Pipeline for classifying and filtering extracted links based on various criteria.

from onecrawler.crawler.link.classifier import LinkClassifierPipeline

classifier = LinkClassifierPipeline(settings)
filtered_links = classifier.classify(links)

Features

  • Domain filtering: Ensure same-origin links
  • Path pattern matching: Wildcard-based URL filtering
  • Deduplication: Remove duplicate URLs
  • Normalization: Clean and standardize URLs

Usage Examples

import asyncio
from onecrawler import CrawlerSettings, LinkExtractionEngine

async def extract_shallow():
    settings = CrawlerSettings(
        link_extraction_strategy="shallow",
        link_extraction_limit=50,
        include_link_patterns=["/articles/*"]
    )

    async with LinkExtractionEngine(settings) as engine:
        links = await engine.run("https://example.com/latest")

    return links

if __name__ == "__main__":
    asyncio.run(extract_shallow())
import asyncio
from onecrawler import CrawlerSettings, LinkExtractionEngine

async def extract_deep():
    settings = CrawlerSettings(
        link_extraction_strategy="deep",
        link_extraction_limit=300,
        include_link_patterns=["/docs/*"],
        concurrency=5
    )

    async with LinkExtractionEngine(settings) as engine:
        links = await engine.run("https://example.com/docs")

    return links

if __name__ == "__main__":
    asyncio.run(extract_deep())

Deep extraction needs guardrails

Always set link_extraction_limit for deep crawls. Add include_link_patterns whenever you only care about one section, such as /news/* or /docs/*.
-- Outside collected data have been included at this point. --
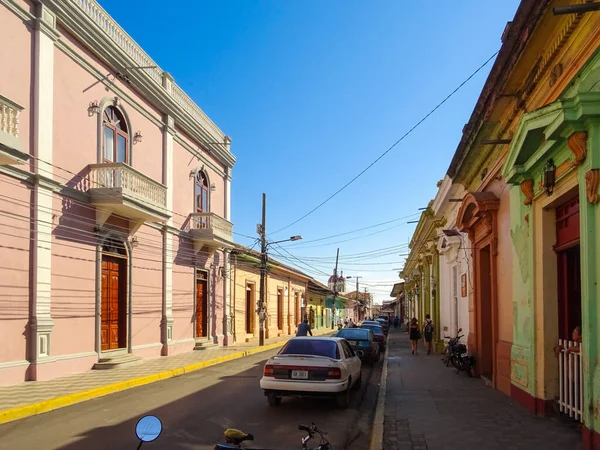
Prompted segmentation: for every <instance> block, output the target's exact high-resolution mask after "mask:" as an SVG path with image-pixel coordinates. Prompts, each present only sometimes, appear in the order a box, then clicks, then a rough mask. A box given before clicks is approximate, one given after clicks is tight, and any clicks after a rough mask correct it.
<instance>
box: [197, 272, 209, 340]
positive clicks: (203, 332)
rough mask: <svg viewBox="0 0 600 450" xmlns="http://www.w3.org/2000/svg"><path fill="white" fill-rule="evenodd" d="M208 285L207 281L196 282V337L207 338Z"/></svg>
mask: <svg viewBox="0 0 600 450" xmlns="http://www.w3.org/2000/svg"><path fill="white" fill-rule="evenodd" d="M206 286H207V283H206V280H202V279H198V280H196V337H206V336H207V326H208V324H207V323H206V317H207V311H206V310H207V309H208V305H207V301H206V299H207V292H206V291H207V289H206Z"/></svg>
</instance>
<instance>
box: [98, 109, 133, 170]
mask: <svg viewBox="0 0 600 450" xmlns="http://www.w3.org/2000/svg"><path fill="white" fill-rule="evenodd" d="M102 136H103V160H104V162H105V163H111V162H123V163H129V133H128V130H127V123H126V122H125V118H124V117H123V114H122V113H121V112H120V111H119V110H118V109H117V108H116V107H114V106H109V107H108V108H106V109H105V110H104V114H103V116H102Z"/></svg>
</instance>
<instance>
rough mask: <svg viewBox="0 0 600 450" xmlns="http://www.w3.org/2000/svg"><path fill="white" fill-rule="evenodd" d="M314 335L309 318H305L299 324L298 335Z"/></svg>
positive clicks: (298, 325) (302, 335) (305, 335)
mask: <svg viewBox="0 0 600 450" xmlns="http://www.w3.org/2000/svg"><path fill="white" fill-rule="evenodd" d="M309 334H310V335H311V336H312V331H311V329H310V325H309V324H308V319H304V322H302V323H301V324H299V325H298V331H297V332H296V336H308V335H309Z"/></svg>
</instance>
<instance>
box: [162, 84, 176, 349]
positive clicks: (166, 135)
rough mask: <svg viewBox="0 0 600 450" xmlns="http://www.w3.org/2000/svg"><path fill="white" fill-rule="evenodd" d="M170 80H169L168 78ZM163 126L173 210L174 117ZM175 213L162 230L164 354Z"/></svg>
mask: <svg viewBox="0 0 600 450" xmlns="http://www.w3.org/2000/svg"><path fill="white" fill-rule="evenodd" d="M165 80H167V79H165ZM167 81H168V80H167ZM163 121H164V126H163V176H162V182H163V184H164V185H165V186H167V210H168V211H170V212H172V211H173V140H174V135H175V129H174V125H175V122H174V120H173V117H171V116H168V115H165V117H164V120H163ZM171 227H173V215H172V214H171V216H170V217H169V219H168V220H167V223H166V226H165V227H164V228H163V231H162V238H163V261H162V272H163V299H162V300H163V301H162V303H163V304H162V320H161V342H162V344H163V355H168V354H169V343H170V341H171V340H172V339H173V253H174V252H173V234H172V233H171V232H169V228H171Z"/></svg>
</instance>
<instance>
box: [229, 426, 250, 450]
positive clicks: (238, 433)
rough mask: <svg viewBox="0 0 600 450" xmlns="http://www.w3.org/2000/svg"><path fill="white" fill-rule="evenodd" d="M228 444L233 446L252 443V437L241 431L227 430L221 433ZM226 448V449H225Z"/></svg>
mask: <svg viewBox="0 0 600 450" xmlns="http://www.w3.org/2000/svg"><path fill="white" fill-rule="evenodd" d="M223 436H225V439H226V440H227V442H228V443H230V444H233V445H240V444H241V443H242V442H244V441H253V440H254V436H252V435H251V434H246V433H244V432H243V431H240V430H236V429H235V428H227V429H226V430H225V432H224V433H223ZM225 448H227V447H225Z"/></svg>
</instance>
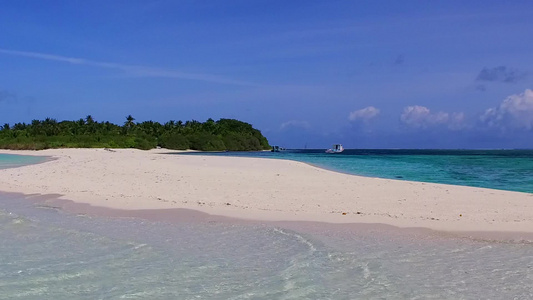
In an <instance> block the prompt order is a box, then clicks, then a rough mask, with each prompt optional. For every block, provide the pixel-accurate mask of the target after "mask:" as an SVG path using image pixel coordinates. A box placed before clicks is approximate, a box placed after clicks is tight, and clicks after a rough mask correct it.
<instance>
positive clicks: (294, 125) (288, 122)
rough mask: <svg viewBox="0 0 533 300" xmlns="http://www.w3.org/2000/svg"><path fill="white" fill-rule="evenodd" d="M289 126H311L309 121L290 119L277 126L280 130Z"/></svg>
mask: <svg viewBox="0 0 533 300" xmlns="http://www.w3.org/2000/svg"><path fill="white" fill-rule="evenodd" d="M290 127H298V128H304V129H309V128H311V124H309V122H307V121H297V120H291V121H287V122H285V123H282V124H281V126H280V127H279V128H280V129H281V130H283V129H287V128H290Z"/></svg>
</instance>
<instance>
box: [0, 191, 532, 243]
mask: <svg viewBox="0 0 533 300" xmlns="http://www.w3.org/2000/svg"><path fill="white" fill-rule="evenodd" d="M3 195H5V196H7V197H8V198H11V199H12V198H22V199H24V200H25V201H28V202H29V203H30V204H31V205H32V206H33V207H34V208H35V209H53V210H58V211H61V212H64V213H67V214H70V215H77V216H88V217H97V218H119V219H130V218H131V219H141V220H146V221H149V222H163V223H170V224H198V223H224V224H237V225H244V226H246V225H266V226H270V227H279V228H284V229H289V230H294V231H296V232H300V233H307V234H311V235H314V236H317V235H318V236H320V235H323V234H325V235H329V234H334V235H338V234H339V233H341V234H343V235H349V236H351V235H353V234H359V235H360V234H363V235H376V234H378V235H383V234H387V235H394V236H404V237H405V236H412V237H413V236H417V237H423V238H452V239H467V240H470V241H475V242H488V243H490V242H500V243H501V242H503V243H511V244H515V243H516V244H524V243H525V244H533V232H512V231H508V232H501V231H440V230H434V229H430V228H425V227H398V226H394V225H390V224H385V223H329V222H320V221H287V220H286V221H272V220H257V219H241V218H234V217H228V216H222V215H212V214H209V213H206V212H202V211H199V210H194V209H186V208H168V209H142V210H127V209H114V208H108V207H98V206H93V205H91V204H87V203H79V202H75V201H72V200H68V199H60V197H61V195H54V194H49V195H40V194H29V195H26V194H22V193H12V192H0V199H1V197H2V196H3Z"/></svg>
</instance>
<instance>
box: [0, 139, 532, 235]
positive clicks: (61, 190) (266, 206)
mask: <svg viewBox="0 0 533 300" xmlns="http://www.w3.org/2000/svg"><path fill="white" fill-rule="evenodd" d="M0 153H8V154H22V155H39V156H49V157H51V158H55V159H54V160H49V161H47V162H45V163H41V164H36V165H29V166H24V167H20V168H13V169H4V170H0V191H5V192H20V193H24V194H60V195H61V196H60V198H62V199H69V200H72V201H74V202H76V203H81V204H89V205H91V206H96V207H103V208H113V209H122V210H161V209H170V208H184V209H193V210H198V211H201V212H205V213H209V214H212V215H220V216H226V217H234V218H235V217H236V218H241V219H250V220H264V221H315V222H328V223H381V224H388V225H394V226H398V227H424V228H430V229H435V230H444V231H487V232H489V231H492V232H494V231H499V232H511V231H512V232H529V233H531V232H533V194H529V193H519V192H509V191H500V190H491V189H483V188H473V187H463V186H452V185H444V184H432V183H421V182H409V181H400V180H390V179H379V178H368V177H361V176H354V175H347V174H341V173H337V172H332V171H328V170H324V169H320V168H317V167H314V166H310V165H307V164H305V163H300V162H295V161H286V160H277V159H263V158H244V157H222V156H199V155H194V156H192V155H173V153H176V151H169V150H165V149H158V150H151V151H141V150H134V149H114V150H111V151H110V150H105V149H52V150H44V151H38V152H35V151H0Z"/></svg>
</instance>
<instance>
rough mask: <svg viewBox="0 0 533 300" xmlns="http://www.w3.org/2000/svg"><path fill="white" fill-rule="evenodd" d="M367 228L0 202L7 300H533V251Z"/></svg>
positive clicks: (22, 198)
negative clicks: (238, 220)
mask: <svg viewBox="0 0 533 300" xmlns="http://www.w3.org/2000/svg"><path fill="white" fill-rule="evenodd" d="M284 155H285V154H284ZM317 155H318V153H317ZM318 157H320V156H318ZM13 159H14V158H13ZM17 159H21V158H17ZM22 159H23V158H22ZM327 159H338V158H334V157H331V158H327ZM4 161H6V160H4ZM5 165H9V166H13V161H11V162H10V163H9V164H5ZM5 165H4V166H5ZM360 226H361V225H350V226H348V225H344V226H339V225H328V224H315V225H310V224H301V223H300V224H298V223H291V224H288V225H287V224H285V225H283V224H278V223H252V222H246V223H245V222H227V221H226V222H223V221H191V220H183V221H182V220H180V219H179V216H178V215H177V216H176V218H175V219H174V222H172V223H169V222H155V221H150V220H144V219H138V218H111V217H107V218H106V217H97V216H87V215H79V214H72V213H68V212H65V211H62V210H60V209H58V208H55V207H53V206H49V205H47V204H45V203H39V202H35V201H32V200H31V199H26V198H24V197H23V196H22V195H16V194H2V193H0V241H2V242H1V243H0V299H532V298H533V244H532V242H531V241H521V240H519V241H514V242H501V241H500V242H498V241H490V240H488V241H482V240H471V239H466V238H458V237H453V236H448V235H442V234H438V233H427V232H412V231H405V230H397V229H390V228H380V227H370V228H364V227H360Z"/></svg>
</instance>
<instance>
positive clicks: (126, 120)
mask: <svg viewBox="0 0 533 300" xmlns="http://www.w3.org/2000/svg"><path fill="white" fill-rule="evenodd" d="M133 121H135V118H134V117H132V116H131V115H128V116H127V117H126V122H124V129H125V130H126V132H128V131H130V130H131V129H132V128H133V127H135V123H134V122H133Z"/></svg>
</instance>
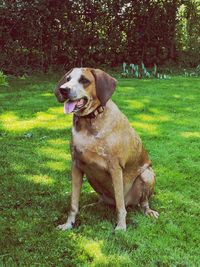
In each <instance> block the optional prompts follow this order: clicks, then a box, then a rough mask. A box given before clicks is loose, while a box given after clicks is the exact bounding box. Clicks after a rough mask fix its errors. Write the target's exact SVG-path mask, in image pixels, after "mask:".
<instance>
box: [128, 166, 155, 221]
mask: <svg viewBox="0 0 200 267" xmlns="http://www.w3.org/2000/svg"><path fill="white" fill-rule="evenodd" d="M154 186H155V174H154V172H153V170H152V168H150V167H149V168H147V169H146V170H144V172H143V173H142V174H141V175H139V176H138V177H137V178H136V179H135V181H134V183H133V185H132V188H131V190H130V191H129V192H128V194H127V195H126V197H125V202H126V206H129V205H132V206H139V207H140V208H141V209H142V211H143V213H144V214H145V215H146V216H152V217H155V218H158V216H159V213H158V212H157V211H154V210H152V209H150V207H149V199H150V197H151V195H152V194H153V191H154Z"/></svg>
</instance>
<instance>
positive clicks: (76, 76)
mask: <svg viewBox="0 0 200 267" xmlns="http://www.w3.org/2000/svg"><path fill="white" fill-rule="evenodd" d="M82 74H83V71H82V69H80V68H74V69H73V70H72V72H71V73H70V74H69V77H70V78H71V79H70V81H68V82H66V83H64V84H62V85H61V86H60V88H63V89H65V88H67V87H68V88H70V89H71V90H74V91H76V92H77V93H80V92H81V91H83V90H84V88H83V85H82V84H81V83H80V82H79V79H80V77H81V75H82ZM66 78H67V77H66Z"/></svg>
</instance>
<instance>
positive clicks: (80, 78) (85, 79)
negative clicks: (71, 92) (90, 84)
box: [79, 76, 90, 84]
mask: <svg viewBox="0 0 200 267" xmlns="http://www.w3.org/2000/svg"><path fill="white" fill-rule="evenodd" d="M79 82H80V83H83V84H89V83H90V81H89V80H88V79H86V78H85V77H83V76H81V78H80V80H79Z"/></svg>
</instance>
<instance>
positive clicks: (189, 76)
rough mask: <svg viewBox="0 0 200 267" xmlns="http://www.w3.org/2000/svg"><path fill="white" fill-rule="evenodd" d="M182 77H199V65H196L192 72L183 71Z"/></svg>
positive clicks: (185, 70) (191, 71)
mask: <svg viewBox="0 0 200 267" xmlns="http://www.w3.org/2000/svg"><path fill="white" fill-rule="evenodd" d="M184 75H185V76H186V77H200V65H198V66H197V67H196V68H195V69H193V70H192V71H188V70H186V69H184Z"/></svg>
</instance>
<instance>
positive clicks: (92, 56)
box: [0, 0, 200, 74]
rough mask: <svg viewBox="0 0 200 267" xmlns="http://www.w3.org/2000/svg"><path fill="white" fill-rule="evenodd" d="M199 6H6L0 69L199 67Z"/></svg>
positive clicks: (52, 0)
mask: <svg viewBox="0 0 200 267" xmlns="http://www.w3.org/2000/svg"><path fill="white" fill-rule="evenodd" d="M199 5H200V4H199V1H198V0H196V1H195V0H177V1H176V0H157V1H156V0H154V1H153V0H149V1H147V0H135V1H128V0H123V1H121V0H98V1H97V0H85V1H82V0H76V1H71V0H67V1H63V0H57V1H54V0H46V1H44V0H32V1H30V0H23V1H22V0H17V1H16V0H15V1H14V0H4V1H1V3H0V69H1V70H3V71H4V72H5V73H9V74H23V73H29V72H32V71H34V70H37V71H38V70H39V71H44V72H47V71H49V70H54V69H56V70H57V69H68V68H71V67H73V66H82V65H83V66H99V65H103V64H104V65H106V66H109V67H115V66H119V64H121V63H122V62H123V61H126V62H128V63H136V64H139V63H141V61H143V62H144V63H145V65H147V66H152V65H153V64H154V63H156V64H157V65H159V66H162V65H165V66H166V65H168V66H172V65H174V66H179V67H180V66H181V67H196V66H197V65H198V64H199V59H200V51H199V50H200V49H199V48H200V38H199V36H200V6H199Z"/></svg>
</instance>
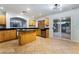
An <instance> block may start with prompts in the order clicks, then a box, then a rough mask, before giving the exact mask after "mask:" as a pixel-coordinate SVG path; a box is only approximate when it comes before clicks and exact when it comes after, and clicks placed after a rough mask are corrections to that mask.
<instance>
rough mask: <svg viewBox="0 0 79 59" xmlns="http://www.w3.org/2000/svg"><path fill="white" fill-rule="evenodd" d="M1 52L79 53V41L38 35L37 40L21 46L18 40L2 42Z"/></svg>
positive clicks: (3, 52)
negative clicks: (40, 36)
mask: <svg viewBox="0 0 79 59" xmlns="http://www.w3.org/2000/svg"><path fill="white" fill-rule="evenodd" d="M0 53H6V54H7V53H14V54H15V53H17V54H62V53H66V54H69V53H79V43H75V42H72V41H70V40H63V39H49V38H41V37H37V40H36V41H33V42H31V43H29V44H26V45H22V46H19V45H18V40H12V41H8V42H4V43H0Z"/></svg>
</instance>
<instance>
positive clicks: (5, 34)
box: [4, 30, 10, 40]
mask: <svg viewBox="0 0 79 59" xmlns="http://www.w3.org/2000/svg"><path fill="white" fill-rule="evenodd" d="M4 36H5V39H4V40H9V39H10V34H9V31H8V30H6V31H4Z"/></svg>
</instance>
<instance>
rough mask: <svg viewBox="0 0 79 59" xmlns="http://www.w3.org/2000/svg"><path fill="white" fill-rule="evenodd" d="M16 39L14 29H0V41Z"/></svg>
mask: <svg viewBox="0 0 79 59" xmlns="http://www.w3.org/2000/svg"><path fill="white" fill-rule="evenodd" d="M13 39H17V31H16V29H10V28H4V29H0V42H4V41H9V40H13Z"/></svg>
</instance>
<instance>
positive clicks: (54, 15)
mask: <svg viewBox="0 0 79 59" xmlns="http://www.w3.org/2000/svg"><path fill="white" fill-rule="evenodd" d="M62 17H71V40H72V41H76V42H79V9H74V10H70V11H66V12H61V13H57V14H53V15H50V16H49V19H50V20H49V36H50V38H51V37H53V29H52V28H53V19H61V18H62ZM43 18H44V17H43ZM43 18H40V19H43Z"/></svg>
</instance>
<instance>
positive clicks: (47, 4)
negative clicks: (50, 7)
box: [0, 4, 79, 16]
mask: <svg viewBox="0 0 79 59" xmlns="http://www.w3.org/2000/svg"><path fill="white" fill-rule="evenodd" d="M49 5H50V4H0V7H4V9H5V10H6V12H10V13H16V14H22V11H26V12H25V15H26V16H46V15H50V14H55V13H58V12H62V11H68V10H71V9H76V8H79V4H62V11H60V10H58V11H55V10H53V9H50V8H49ZM27 8H30V10H29V11H27Z"/></svg>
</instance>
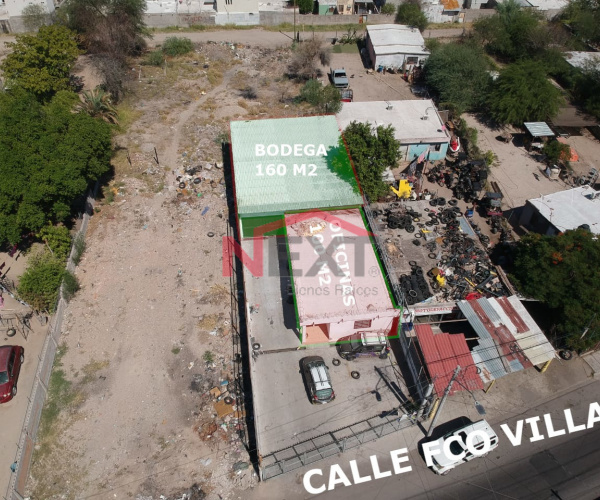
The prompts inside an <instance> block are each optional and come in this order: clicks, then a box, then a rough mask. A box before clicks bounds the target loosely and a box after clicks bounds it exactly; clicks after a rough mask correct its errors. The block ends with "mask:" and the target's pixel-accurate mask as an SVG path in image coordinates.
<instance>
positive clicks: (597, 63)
mask: <svg viewBox="0 0 600 500" xmlns="http://www.w3.org/2000/svg"><path fill="white" fill-rule="evenodd" d="M564 56H565V59H566V60H567V62H568V63H569V64H570V65H571V66H573V67H574V68H579V69H587V68H589V67H594V66H598V65H600V52H576V51H574V52H565V53H564Z"/></svg>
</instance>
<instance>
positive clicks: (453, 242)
mask: <svg viewBox="0 0 600 500" xmlns="http://www.w3.org/2000/svg"><path fill="white" fill-rule="evenodd" d="M417 203H419V205H417V204H414V205H413V204H411V203H407V204H400V203H391V204H386V205H378V206H377V208H376V209H374V210H372V215H373V216H374V217H375V219H376V221H377V222H378V223H380V224H382V225H383V226H384V227H383V229H384V230H385V229H388V230H390V229H391V230H393V231H392V234H394V233H395V234H398V232H401V233H400V234H399V236H400V239H401V240H402V244H403V245H406V244H411V245H414V246H416V247H423V250H424V251H422V250H421V251H420V253H419V255H421V254H422V255H423V257H426V258H425V260H424V262H417V261H416V260H411V261H409V265H410V269H411V272H410V274H401V275H400V276H398V281H399V283H398V284H399V285H400V287H401V288H402V290H403V293H404V296H405V299H406V302H407V303H408V305H413V304H418V303H420V302H423V301H437V302H446V301H451V300H462V299H466V298H468V299H471V298H478V297H482V296H484V297H488V296H503V295H506V294H507V292H506V290H505V288H504V285H503V284H502V282H501V281H500V278H499V277H498V275H497V273H496V269H495V267H494V266H493V264H492V263H491V261H490V259H489V256H488V254H487V252H486V248H487V246H488V244H489V237H488V236H486V235H484V234H482V233H481V231H480V230H479V228H478V227H477V226H476V225H475V224H473V225H471V224H469V222H468V221H467V220H466V219H465V218H464V217H463V215H464V214H463V213H462V212H461V211H460V209H459V208H458V207H457V206H456V205H457V202H456V200H449V201H446V200H445V199H444V198H435V199H433V200H430V201H429V206H428V207H423V204H424V203H425V202H417ZM411 205H412V206H411ZM418 207H421V210H416V209H415V208H418ZM386 222H387V224H385V223H386ZM374 229H375V231H377V229H376V228H374ZM406 233H407V234H406ZM387 234H389V233H387ZM411 238H412V239H411ZM386 243H388V245H386V250H385V251H386V252H387V253H388V257H394V258H396V260H397V259H398V258H399V257H401V256H392V255H391V254H390V252H389V248H390V245H391V239H388V240H386ZM408 250H409V249H407V248H406V247H405V248H403V253H404V254H406V253H411V254H415V252H413V251H411V252H409V251H408ZM427 259H428V260H429V262H427ZM390 260H392V261H393V259H390ZM430 266H431V267H430ZM425 269H426V270H427V271H425ZM428 279H429V283H428Z"/></svg>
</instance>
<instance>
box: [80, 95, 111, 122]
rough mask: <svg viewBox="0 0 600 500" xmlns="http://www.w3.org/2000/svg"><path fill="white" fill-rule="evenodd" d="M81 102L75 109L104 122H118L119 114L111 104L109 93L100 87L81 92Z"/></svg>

With Human Behavior Simulation

from onecrawler import CrawlerSettings, LinkExtractionEngine, HumanBehaviorSettings

settings = CrawlerSettings(
    link_extraction_strategy="deep",
    enable_human_behaviors=True,
    human_behavior_settings=HumanBehaviorSettings(
        min_delay=0.5,
        max_delay=1.5,
        max_scrolls=25
    )
)

Human behavior is for lazy loading

Enable human behavior simulation when links appear after scrolling or delayed rendering. Keep it disabled for normal pages because it slows down every worker.

Configuration

The link extraction behavior is controlled through CrawlerSettings:

Setting Description Default
link_extraction_strategy "shallow" or "deep" "deep"
link_extraction_limit Maximum links to extract 50
include_link_patterns URL path patterns to include None
exclude_link_patterns URL path patterns to exclude None
concurrency Number of parallel browser workers 10
enable_human_behaviors Enable human-like interactions False

Performance Considerations

  • Memory usage: Each browser page consumes memory
  • Concurrency: Start with 3-5 workers, increase gradually
  • Rate limiting: Respect target site's capacity
  • Timeouts: Adjust for slow-loading pages

Watch browser resource usage

Each concurrent worker may hold a browser page. If memory, CPU, or target errors climb, reduce concurrency before increasing timeouts or retries.

Best Practices

  1. Use sitemaps first: Prefer UniversalSiteMap when available
  2. Filter early: Use include_link_patterns to limit scope
  3. Set limits: Always specify link_extraction_limit
  4. Monitor resources: Watch memory and CPU usage
  5. Handle errors: Implement retry logic for failed pages

Filtering happens on URL paths

include_link_patterns should usually look like "/articles/*" or "/docs/*", not full absolute URLs.